-
Tips for becoming a good boxer - November 6, 2020
-
7 expert tips for making your hens night a memorable one - November 6, 2020
-
5 reasons to host your Christmas party on a cruise boat - November 6, 2020
-
What to do when you’re charged with a crime - November 6, 2020
-
Should you get one or multiple dogs? Here’s all you need to know - November 3, 2020
-
A Guide: How to Build Your Very Own Magic Mirror - February 14, 2019
-
Our Top Inspirational Baseball Stars - November 24, 2018
-
Five Tech Tools That Will Help You Turn Your Blog into a Business - November 24, 2018
-
How to Indulge on Vacation without Expanding Your Waist - November 9, 2018
-
5 Strategies for Businesses to Appeal to Today’s Increasingly Mobile-Crazed Customers - November 9, 2018
Tinder preparing to announce algorithm change
In the next few days Tinder will change the way it connects people around the world with CEO Sean Rad revealing that a coming algorithm shift will result in significantly more matches for users.
Advertisement
There are, he said, 1.5 million dates stemming from Tinder every week (1 million of these are first dates); there have been 9 billion matches in total, and 30 million a day; and 1.8 billion swipes are made every day.

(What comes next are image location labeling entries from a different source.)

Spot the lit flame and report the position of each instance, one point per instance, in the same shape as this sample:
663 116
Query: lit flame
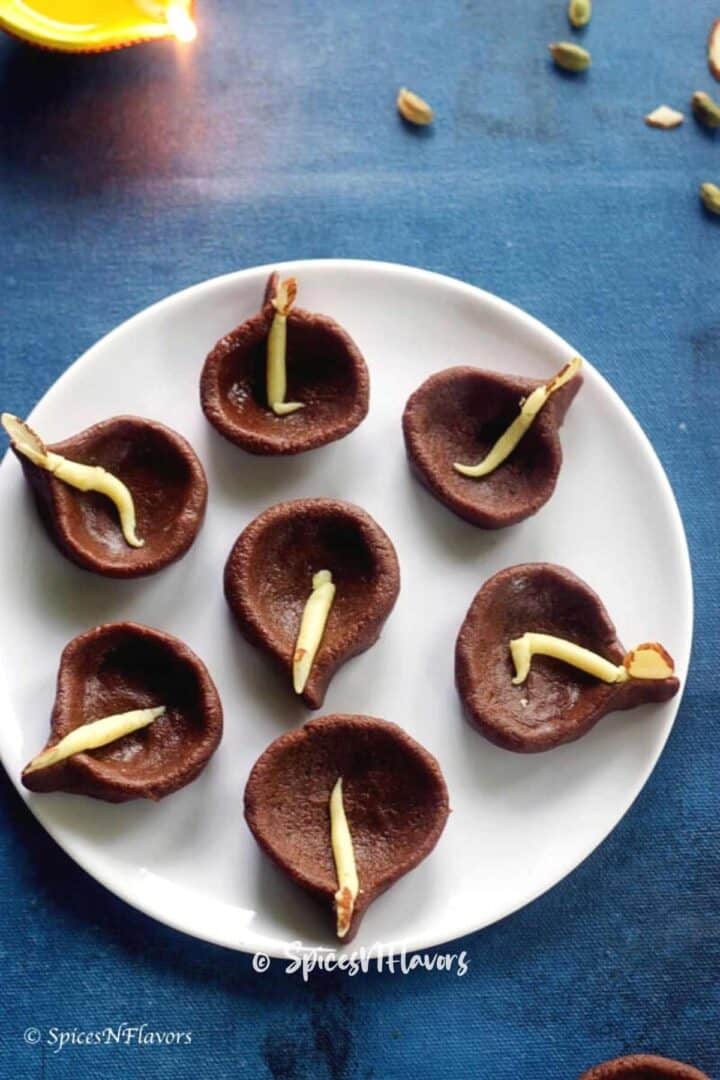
180 22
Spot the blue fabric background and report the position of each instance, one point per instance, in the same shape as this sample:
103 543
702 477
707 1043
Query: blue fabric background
127 176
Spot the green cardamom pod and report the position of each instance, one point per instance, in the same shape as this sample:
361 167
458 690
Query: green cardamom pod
580 12
569 56
707 112
710 196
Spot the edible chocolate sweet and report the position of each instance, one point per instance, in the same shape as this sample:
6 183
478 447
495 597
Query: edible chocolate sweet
164 477
395 801
326 373
643 1067
269 575
457 416
114 669
557 703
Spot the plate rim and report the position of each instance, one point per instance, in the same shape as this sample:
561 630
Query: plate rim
274 948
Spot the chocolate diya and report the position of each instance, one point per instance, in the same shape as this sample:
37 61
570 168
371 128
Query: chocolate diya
538 661
285 380
643 1067
311 582
123 498
487 445
345 806
136 715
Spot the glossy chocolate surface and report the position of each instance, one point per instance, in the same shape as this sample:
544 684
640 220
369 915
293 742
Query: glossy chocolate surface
325 370
458 415
643 1067
557 703
268 579
394 796
164 476
122 666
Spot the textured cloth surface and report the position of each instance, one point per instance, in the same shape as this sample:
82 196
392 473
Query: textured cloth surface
274 136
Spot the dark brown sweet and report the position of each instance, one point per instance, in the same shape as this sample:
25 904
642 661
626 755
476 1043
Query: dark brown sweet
458 415
268 580
561 703
325 370
164 476
394 796
643 1067
118 667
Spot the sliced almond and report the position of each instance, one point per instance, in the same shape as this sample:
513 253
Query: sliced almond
649 660
412 108
664 117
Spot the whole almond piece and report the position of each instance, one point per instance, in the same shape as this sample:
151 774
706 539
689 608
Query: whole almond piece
710 196
580 12
714 49
707 112
664 117
412 108
569 56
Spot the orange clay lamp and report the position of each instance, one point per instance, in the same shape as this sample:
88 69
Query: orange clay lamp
94 26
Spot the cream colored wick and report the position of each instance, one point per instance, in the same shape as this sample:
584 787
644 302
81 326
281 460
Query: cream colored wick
82 477
529 409
94 734
276 363
312 628
646 662
344 861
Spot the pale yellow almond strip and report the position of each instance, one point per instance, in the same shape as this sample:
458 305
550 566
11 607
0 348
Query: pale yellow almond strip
312 628
344 861
276 361
97 733
647 662
82 477
529 409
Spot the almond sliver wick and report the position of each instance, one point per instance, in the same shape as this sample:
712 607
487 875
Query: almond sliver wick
312 628
344 861
97 733
529 409
647 661
276 362
82 477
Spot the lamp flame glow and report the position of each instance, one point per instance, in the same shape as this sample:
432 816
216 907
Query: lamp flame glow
180 22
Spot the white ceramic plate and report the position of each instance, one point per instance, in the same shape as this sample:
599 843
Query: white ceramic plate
519 824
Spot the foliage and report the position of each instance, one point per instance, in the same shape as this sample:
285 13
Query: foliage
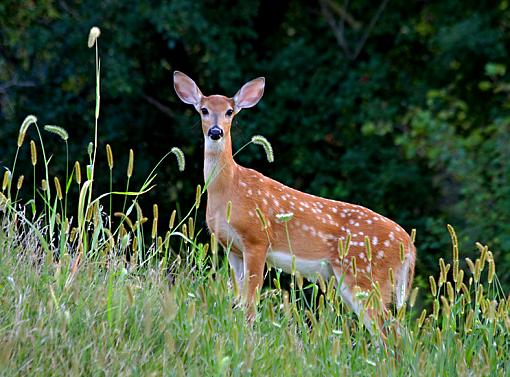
95 318
415 126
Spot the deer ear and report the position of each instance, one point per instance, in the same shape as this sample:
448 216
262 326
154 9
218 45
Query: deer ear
249 94
186 89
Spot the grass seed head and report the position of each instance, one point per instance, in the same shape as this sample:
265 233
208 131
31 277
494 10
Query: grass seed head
191 228
58 188
109 156
422 318
154 228
172 219
262 218
29 120
33 153
412 298
392 277
353 265
94 33
20 182
368 248
433 286
57 131
198 196
229 211
181 162
130 163
6 180
77 172
284 217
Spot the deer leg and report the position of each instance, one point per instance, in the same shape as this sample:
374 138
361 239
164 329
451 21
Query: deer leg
236 262
254 262
367 315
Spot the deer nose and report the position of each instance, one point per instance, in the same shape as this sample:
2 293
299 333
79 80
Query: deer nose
215 133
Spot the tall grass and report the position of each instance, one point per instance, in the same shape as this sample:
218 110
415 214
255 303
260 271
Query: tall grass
108 296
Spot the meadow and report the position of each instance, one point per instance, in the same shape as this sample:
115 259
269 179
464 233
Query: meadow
84 291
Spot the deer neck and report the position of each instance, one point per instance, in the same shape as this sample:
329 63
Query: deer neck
219 165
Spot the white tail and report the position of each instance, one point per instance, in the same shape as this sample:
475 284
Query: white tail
316 226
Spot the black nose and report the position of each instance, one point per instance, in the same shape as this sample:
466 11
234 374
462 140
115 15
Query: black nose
215 133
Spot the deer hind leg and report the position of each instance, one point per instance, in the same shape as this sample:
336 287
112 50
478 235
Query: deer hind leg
404 278
254 258
368 316
235 260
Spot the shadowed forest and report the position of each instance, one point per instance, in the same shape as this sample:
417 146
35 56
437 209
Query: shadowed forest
402 107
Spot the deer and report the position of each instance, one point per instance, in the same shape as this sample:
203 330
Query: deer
316 227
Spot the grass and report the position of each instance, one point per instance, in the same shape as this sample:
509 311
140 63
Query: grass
110 320
104 297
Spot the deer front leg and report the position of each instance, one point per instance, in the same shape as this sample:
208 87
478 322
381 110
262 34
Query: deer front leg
254 261
235 261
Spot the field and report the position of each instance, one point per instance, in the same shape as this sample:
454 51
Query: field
107 318
135 297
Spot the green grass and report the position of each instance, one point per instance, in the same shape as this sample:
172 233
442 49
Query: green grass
107 320
102 297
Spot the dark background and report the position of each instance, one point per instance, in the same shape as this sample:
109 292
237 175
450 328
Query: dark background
400 106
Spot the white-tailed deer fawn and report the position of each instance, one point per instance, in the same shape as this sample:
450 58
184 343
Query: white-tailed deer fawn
316 226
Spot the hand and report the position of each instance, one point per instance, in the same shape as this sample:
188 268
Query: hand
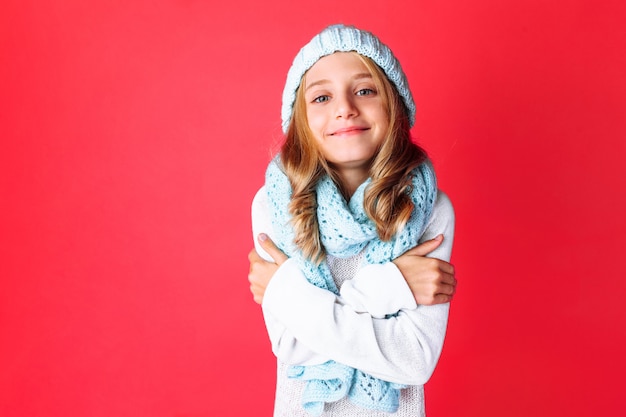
431 280
262 271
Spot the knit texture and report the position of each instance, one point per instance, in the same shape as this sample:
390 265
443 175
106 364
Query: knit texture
340 38
345 231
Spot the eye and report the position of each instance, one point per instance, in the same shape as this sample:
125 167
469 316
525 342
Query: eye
365 92
321 99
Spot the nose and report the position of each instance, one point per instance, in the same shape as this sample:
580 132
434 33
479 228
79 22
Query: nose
345 107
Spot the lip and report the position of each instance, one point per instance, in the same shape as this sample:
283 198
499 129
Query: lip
347 131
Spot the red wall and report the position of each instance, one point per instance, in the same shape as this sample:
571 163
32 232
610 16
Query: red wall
133 135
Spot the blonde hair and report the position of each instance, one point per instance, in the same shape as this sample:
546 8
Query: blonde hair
387 198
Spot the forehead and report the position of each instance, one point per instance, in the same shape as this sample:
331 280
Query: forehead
336 66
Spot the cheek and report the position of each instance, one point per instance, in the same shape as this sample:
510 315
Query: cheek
315 121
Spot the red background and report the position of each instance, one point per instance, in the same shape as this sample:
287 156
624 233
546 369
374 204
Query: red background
135 133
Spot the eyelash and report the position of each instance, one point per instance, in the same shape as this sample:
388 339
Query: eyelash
361 92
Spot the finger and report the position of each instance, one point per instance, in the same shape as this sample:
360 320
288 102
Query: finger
254 256
446 267
442 299
270 247
427 247
446 289
448 279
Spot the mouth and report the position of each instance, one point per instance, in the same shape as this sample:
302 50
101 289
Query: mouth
347 131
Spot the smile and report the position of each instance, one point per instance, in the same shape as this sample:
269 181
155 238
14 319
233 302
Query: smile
349 131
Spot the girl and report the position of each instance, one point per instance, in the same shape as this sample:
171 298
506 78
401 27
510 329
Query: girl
355 311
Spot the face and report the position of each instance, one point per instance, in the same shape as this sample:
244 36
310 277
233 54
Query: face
345 111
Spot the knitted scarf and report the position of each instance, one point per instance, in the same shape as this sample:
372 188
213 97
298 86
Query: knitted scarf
345 231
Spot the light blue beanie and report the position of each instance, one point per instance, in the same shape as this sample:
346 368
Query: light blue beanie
341 38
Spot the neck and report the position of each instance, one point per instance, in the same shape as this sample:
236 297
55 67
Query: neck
351 179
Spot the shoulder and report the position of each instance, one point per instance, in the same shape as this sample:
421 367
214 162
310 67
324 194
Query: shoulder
443 206
259 201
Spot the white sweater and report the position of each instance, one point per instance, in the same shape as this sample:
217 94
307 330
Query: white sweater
308 325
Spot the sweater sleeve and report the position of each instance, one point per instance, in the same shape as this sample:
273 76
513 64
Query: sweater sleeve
309 325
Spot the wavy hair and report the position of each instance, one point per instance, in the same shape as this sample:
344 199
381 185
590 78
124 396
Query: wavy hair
387 198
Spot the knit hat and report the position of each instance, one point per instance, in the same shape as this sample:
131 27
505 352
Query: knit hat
341 38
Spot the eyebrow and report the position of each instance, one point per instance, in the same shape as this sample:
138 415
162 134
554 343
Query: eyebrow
358 76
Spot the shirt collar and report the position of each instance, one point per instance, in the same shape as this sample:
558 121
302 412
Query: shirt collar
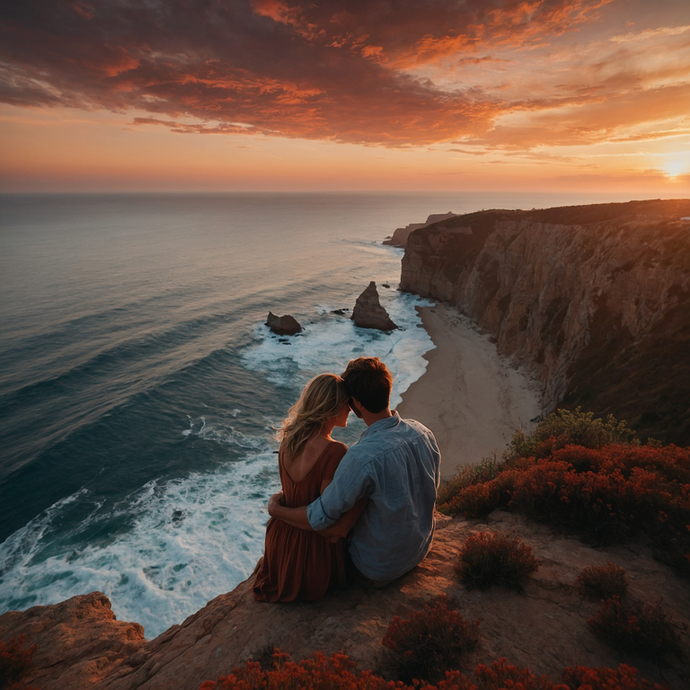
381 424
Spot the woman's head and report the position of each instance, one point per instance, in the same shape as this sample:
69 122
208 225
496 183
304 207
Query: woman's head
322 399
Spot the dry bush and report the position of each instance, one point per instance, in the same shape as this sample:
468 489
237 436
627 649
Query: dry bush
636 627
429 642
621 678
603 582
488 559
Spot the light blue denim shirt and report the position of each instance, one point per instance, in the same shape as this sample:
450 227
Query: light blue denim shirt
396 465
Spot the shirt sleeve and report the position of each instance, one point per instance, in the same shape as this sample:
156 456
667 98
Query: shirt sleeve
350 482
335 455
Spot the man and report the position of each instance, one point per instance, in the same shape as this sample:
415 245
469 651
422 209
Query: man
395 465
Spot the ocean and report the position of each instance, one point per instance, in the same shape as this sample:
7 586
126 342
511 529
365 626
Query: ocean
140 390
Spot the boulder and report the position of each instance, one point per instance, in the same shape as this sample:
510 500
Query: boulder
283 325
368 312
79 642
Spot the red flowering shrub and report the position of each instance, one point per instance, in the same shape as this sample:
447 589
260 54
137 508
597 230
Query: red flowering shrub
339 673
489 559
603 581
606 494
429 642
622 678
316 673
636 627
14 661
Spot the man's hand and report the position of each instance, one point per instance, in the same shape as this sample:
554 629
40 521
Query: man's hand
275 502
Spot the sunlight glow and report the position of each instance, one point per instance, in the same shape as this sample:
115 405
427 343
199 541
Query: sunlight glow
679 165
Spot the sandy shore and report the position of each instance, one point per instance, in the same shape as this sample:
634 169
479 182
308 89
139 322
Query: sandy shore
470 397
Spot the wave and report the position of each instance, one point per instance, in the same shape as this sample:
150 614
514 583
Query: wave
181 543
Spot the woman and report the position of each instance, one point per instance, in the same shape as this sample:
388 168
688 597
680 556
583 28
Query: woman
298 564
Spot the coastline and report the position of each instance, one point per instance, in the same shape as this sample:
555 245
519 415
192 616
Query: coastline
470 397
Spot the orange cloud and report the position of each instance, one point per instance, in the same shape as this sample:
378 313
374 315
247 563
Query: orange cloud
364 72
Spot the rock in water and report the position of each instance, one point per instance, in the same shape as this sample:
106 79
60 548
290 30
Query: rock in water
283 325
368 312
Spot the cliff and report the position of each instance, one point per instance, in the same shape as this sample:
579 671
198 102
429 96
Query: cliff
592 300
399 238
80 645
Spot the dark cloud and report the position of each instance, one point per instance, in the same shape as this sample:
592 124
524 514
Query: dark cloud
326 70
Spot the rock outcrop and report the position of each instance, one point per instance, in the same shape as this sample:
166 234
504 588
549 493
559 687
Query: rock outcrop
368 312
283 325
399 238
79 643
593 300
544 629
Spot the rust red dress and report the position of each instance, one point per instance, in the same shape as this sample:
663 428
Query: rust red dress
299 564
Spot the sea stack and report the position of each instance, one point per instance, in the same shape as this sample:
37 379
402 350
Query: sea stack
368 312
283 325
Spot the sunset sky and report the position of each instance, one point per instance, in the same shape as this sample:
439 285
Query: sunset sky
223 95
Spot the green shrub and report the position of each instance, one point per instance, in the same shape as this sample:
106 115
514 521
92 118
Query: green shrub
469 475
491 559
565 427
429 642
603 582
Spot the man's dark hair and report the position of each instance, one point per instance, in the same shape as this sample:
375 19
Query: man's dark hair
368 381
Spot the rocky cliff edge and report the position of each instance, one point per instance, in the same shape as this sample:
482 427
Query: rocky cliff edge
593 300
81 645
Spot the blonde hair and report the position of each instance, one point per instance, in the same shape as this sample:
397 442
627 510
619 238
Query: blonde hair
322 398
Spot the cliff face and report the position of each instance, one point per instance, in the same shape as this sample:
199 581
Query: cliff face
80 645
400 235
593 300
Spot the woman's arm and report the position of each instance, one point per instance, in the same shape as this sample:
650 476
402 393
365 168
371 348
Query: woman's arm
345 523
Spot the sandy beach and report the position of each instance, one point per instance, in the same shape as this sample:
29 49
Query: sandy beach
470 397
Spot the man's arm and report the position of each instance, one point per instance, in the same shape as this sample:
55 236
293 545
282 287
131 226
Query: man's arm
297 517
350 483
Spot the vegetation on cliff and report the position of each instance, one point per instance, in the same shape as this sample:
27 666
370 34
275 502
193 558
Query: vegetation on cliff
588 476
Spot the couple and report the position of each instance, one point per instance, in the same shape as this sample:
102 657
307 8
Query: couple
380 493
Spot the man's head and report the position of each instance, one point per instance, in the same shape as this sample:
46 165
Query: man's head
369 382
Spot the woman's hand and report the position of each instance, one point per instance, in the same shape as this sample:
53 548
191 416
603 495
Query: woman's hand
274 502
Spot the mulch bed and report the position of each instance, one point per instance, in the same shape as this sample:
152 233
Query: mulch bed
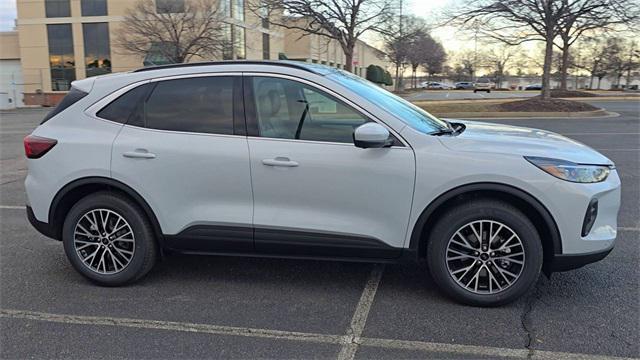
571 93
536 104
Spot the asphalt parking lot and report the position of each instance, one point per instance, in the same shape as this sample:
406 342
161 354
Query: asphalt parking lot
201 307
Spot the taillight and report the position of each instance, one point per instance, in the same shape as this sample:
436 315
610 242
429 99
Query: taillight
36 146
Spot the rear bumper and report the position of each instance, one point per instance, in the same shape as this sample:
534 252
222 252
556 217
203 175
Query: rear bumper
42 227
566 262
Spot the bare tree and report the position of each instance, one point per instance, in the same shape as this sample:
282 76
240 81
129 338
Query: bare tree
583 16
178 34
593 61
399 42
497 60
514 22
343 20
434 55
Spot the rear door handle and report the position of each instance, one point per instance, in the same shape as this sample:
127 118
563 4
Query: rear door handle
139 154
280 161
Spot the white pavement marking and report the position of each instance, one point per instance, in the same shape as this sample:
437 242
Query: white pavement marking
171 325
622 228
428 347
359 319
492 352
12 207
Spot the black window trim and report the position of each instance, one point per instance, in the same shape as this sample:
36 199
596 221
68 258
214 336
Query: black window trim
251 112
239 123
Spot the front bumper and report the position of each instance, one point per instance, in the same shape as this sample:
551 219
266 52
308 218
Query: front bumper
566 262
42 227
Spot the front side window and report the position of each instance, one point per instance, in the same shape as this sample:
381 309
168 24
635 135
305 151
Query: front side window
200 104
97 52
61 56
57 8
409 113
94 7
288 109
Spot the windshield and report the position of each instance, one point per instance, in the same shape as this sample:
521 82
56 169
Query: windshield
412 115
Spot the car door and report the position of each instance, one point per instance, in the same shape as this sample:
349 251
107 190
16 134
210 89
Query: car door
315 193
182 152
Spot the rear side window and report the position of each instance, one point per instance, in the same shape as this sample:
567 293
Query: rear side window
201 104
71 98
128 108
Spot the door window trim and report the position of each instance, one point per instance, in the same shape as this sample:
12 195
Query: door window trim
251 114
239 122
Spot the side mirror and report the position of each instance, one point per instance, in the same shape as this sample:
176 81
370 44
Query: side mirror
371 135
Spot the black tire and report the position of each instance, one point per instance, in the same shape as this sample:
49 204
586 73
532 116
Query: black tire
145 247
492 210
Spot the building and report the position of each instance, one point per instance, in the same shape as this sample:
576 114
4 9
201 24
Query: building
65 40
10 71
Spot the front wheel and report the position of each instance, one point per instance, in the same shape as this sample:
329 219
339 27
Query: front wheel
108 239
485 253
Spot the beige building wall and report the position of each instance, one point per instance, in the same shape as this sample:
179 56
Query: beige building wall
34 49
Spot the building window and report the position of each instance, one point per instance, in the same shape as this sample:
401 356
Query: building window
57 8
239 42
94 7
169 6
61 57
234 46
266 46
238 10
227 47
97 52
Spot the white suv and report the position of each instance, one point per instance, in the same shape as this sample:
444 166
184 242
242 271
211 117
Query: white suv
299 160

“We’re about to announce a huge change we’ve made to the algorithm and we have increased the number of matches by over 30 percent”, Rad told an audience at the conference.
The “very brief friendship” description was an allusion to criticism of Tinder that it is less focused on fostering meaningful romance than on quick, shallow hookups. “No, I’m not telling you how much”. “That’s always been troublesome for society”, he said.
“We are bringing the world closer together at a scale that no platform has ever been able to do, and in that sense it’s changing the world”, Rad said in a line that could have come from HBO’s comedy “Silicon Valley”. And I wouldn’t say that Tinder’s ambition is to be a technology company. However, five months later he was reinstated as CEO when Payne left the company.
Meanwhile, it is gearing up for it’s parent company IAC’s upcoming IPO.
Newly re-appointed Tinder chief executive (and founder) warned startups that trying to be “the next Tinder” is a bad business model, and entrepreneurs should “want to be better than Tinder”.
But he received a rapturous, rock-star welcome in Dublin, where many attendees asked to have their picture taken with him.
Advertisement
“I’ll mop the floors if I have to – if that’s the best use of my time”, he added.